Her throat went painfully tight. Gods, they’d never even gotten close to dating. And she’d broken things off withhim!So why did it hurt so much to think that there was no possibility of anything between them now?

Dahlia stood there in the middle of her apartment, her silk pajama shorts and flowy top fluttering in the cool breeze, frozen by the prospect. A part of her didn’t want to see whatever outrageous thing Felix sent her, but another, bigger part was compelled by the fact that it would probably be the last gift she ever received from him.

She padded across the floor.

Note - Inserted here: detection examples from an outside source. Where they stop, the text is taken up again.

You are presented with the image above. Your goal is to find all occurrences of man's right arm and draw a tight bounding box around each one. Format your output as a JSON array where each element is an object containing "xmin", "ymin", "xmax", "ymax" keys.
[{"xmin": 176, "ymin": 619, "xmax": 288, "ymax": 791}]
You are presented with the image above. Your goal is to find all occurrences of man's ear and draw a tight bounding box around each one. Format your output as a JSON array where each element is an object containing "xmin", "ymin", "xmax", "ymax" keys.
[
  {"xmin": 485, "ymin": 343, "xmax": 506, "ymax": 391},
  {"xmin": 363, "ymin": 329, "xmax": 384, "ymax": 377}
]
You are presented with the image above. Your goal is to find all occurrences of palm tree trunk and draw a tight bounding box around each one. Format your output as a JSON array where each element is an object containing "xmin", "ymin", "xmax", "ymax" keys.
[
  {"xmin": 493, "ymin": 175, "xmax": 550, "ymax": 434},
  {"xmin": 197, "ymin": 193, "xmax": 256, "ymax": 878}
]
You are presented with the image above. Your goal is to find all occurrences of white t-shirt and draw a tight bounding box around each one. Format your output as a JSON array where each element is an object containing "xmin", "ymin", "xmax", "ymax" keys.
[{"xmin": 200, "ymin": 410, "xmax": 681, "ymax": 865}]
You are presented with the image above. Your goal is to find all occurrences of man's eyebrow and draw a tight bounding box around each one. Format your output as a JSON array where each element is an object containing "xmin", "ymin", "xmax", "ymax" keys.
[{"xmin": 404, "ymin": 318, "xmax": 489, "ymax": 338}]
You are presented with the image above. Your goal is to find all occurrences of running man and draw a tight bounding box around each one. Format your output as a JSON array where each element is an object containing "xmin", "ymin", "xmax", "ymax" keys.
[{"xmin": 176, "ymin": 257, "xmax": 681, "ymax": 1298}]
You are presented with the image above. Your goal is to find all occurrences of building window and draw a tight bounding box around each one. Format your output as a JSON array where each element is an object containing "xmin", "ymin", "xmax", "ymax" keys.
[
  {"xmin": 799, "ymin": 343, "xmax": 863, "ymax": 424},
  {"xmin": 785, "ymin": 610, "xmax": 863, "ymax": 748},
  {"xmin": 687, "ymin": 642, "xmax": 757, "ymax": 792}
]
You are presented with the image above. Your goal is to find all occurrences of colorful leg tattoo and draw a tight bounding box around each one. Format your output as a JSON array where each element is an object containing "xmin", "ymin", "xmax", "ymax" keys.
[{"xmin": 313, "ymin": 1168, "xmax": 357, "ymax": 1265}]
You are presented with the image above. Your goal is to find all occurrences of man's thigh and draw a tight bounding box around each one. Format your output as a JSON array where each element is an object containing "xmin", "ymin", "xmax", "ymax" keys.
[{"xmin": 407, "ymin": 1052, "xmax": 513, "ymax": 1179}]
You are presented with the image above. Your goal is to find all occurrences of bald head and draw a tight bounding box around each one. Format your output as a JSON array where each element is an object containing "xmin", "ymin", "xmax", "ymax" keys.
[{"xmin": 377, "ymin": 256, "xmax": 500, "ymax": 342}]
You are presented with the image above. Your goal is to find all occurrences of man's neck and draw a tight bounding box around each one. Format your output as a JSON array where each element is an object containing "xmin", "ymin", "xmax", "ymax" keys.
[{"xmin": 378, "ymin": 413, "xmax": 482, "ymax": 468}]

If it was too much, she promised herself that she’d return it anyway. But if it was tolerable, she’d make it a keepsake for the strange, dangerous era in her life when she entertained a vampire suitor.

It was a deeply unpleasant shock to find no delivery man on the other side of her door.

Dahlia’s grip tightened reflexively on the door handle as she fought the urge to step back. “Devon?”

EIGHT

He stoodon her little welcome mat, his blond hair disheveled and his eyes just a little too wide. He was dressed more casually than she’d ever seen him. Instead of his tight shirts and slacks, he wore joggers and an oversized coat, like he’d thrown on whatever he could grab before running out of his house.

Devon sucked in a sharp breath. His pale eyes skimmed over what he could see of her from between the partially open door and the wall.

“Hey, Dahlia.” He laughed, running a hand through his hair. “Sorry for dropping by unannounced.”

Dahlia wasn’t really surprised he showed up. If anything, she’d expected him when it became clear she wouldn’t be returning to work. But something about his body language made her instincts scream an alarm.

When he braced his hands on the door jamb and leaned closer, his scent became overpowering in a way it never had before. It was cloying and burnt, like brown sugar and cigarettes and clothes a day overdue for the wash.

Stomach rolling in a too-familiar way, Dahlia curled her suddenly cold toes against the cheap flooring. “Um, what are you doing here?”

“I heard you’re not coming back to The Lush,” he answered. His gaze flicked over her shoulder. “Can I come in? I was hoping we could talk.”

Her nails bit into the wood of her door. Every instinct warned her not to let him inside, and not just because he was a threat. Her skin crawled at the idea of letting this man into her private space.